Instrumenting Rails with Prometheus
almost 7 years ago
People following me have occasionally seen me post graphs like this:
Usually people leave this type of instrumentation and graphing to NewRelic and Skylight. However, at our scale we find it extremely beneficial to have instrumentation, graphing and monitoring local cause we are in the business of hosting, this is a central part of our job.
Over the past few years Prometheus has emerged as one of the leading options for gathering metrics and alerting. However, sadly, people using Rails have had a very hard time extracting metrics.
Issue #9 on the official prometheus client for Ruby has been open 3 years now, and there is very little chance it will be “solved” any time soon.
The underlying fundamental issue is that Prometheus, unlike Graphite/Statsd is centered around the concept pulling metrics as opposed to pushing metrics.
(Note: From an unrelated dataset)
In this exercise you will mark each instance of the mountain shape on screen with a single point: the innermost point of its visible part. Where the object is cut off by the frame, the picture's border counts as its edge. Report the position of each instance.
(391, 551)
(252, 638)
This means you must provide a single HTTP endpoint that collects all the metrics you want exposed. This ends up being particularly complicated with Unicorn/Puma and Passenger who usually will run multiple forks of a process. If you simply implement a secured /metrics
endpoint in your app, you have no guarantees over which forked process will handle the request, without “cross fork” aggregation you would just report metrics for a single, random, process. Which is less than useful.
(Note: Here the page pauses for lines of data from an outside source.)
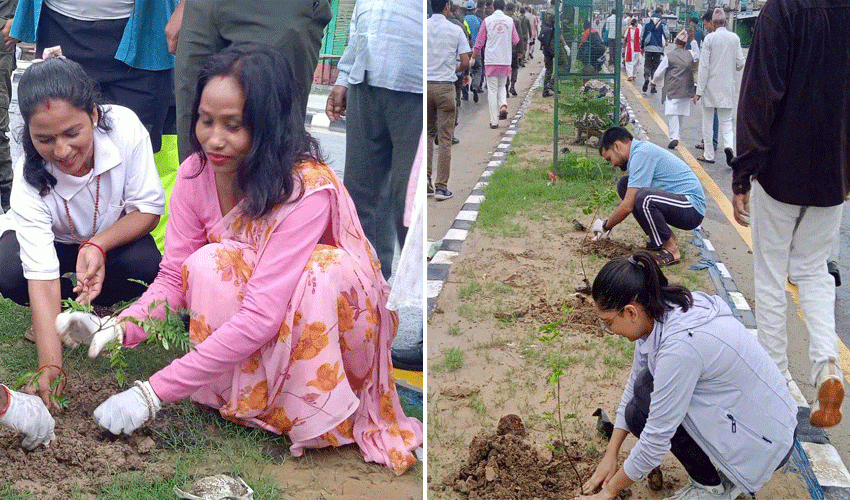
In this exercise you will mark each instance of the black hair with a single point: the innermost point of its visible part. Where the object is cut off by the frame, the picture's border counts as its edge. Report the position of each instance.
(273, 118)
(638, 279)
(61, 79)
(612, 135)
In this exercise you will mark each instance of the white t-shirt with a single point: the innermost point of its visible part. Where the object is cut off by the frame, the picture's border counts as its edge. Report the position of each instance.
(129, 182)
(92, 10)
(446, 41)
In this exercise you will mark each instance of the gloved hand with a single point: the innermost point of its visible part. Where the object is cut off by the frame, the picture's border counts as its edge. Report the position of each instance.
(127, 411)
(597, 230)
(75, 328)
(27, 414)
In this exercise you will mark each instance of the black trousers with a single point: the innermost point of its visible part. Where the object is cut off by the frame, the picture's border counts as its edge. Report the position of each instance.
(655, 209)
(682, 445)
(93, 44)
(137, 260)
Additionally, knowing what to collect and how to collect it is a bit of an art, it can easily take multiple week just to figure out what you want.
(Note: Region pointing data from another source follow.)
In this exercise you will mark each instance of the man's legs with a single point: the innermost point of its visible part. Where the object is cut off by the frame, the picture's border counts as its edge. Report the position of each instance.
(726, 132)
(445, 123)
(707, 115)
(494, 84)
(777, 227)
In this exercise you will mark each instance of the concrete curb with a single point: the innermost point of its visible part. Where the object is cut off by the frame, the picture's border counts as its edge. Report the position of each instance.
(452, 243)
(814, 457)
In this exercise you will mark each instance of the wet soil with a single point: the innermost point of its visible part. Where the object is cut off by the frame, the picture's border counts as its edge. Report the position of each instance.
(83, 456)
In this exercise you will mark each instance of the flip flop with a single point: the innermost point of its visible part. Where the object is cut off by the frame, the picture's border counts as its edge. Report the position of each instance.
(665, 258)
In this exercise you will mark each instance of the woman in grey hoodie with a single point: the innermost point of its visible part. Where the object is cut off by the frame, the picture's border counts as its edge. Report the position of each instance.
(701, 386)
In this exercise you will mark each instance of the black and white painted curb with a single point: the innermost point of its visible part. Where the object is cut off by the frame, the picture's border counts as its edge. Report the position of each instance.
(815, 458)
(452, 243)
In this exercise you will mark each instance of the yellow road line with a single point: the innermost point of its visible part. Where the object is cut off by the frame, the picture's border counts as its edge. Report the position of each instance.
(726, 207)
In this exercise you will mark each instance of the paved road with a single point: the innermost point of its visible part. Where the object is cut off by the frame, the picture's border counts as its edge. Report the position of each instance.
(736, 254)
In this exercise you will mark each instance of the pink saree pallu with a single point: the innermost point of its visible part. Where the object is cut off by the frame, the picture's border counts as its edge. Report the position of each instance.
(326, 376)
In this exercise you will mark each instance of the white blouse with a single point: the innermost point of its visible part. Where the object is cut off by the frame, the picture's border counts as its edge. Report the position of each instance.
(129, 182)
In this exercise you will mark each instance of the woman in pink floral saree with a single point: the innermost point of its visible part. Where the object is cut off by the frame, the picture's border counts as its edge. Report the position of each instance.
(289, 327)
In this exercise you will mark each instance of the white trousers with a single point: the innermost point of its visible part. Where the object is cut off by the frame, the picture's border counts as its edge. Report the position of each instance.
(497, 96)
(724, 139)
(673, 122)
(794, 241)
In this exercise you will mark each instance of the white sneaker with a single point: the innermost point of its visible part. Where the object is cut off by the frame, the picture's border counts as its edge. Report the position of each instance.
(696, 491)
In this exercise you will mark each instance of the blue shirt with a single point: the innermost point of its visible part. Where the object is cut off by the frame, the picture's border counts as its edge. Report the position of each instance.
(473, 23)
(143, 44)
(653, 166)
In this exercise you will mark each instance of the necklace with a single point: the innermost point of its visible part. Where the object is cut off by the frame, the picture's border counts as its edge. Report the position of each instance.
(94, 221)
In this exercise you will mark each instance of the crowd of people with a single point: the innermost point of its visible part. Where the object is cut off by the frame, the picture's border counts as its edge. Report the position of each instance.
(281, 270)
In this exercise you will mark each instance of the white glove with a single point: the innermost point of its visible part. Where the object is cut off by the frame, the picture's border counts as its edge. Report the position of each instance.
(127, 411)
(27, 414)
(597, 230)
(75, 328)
Having solved this big problem for Discourse I spent some time extracting the patterns.
Introducing prometheus_exporter
The prometheus_exporter gem is a toolkit that provides all the facilities you need.
-
It has an extensible collector that allows you to run a single process to aggregate metrics for multiple processes on one machine.
-
It implements gauge, counter and summary metrics.
-
It has default instrumentation that you can easily add to your app
-
It has a very efficient and robust transport channel between forked processes and master collector. The master collector gathers metrics via HTTP but reduces overhead by using chunked encoding so a single session can gather a very large amount of metrics.
-
It exposes metrics to prometheus over a dedicated port, HTTP endpoint is compressed.
-
It is completely extensible, you can pick as much or as little as you want.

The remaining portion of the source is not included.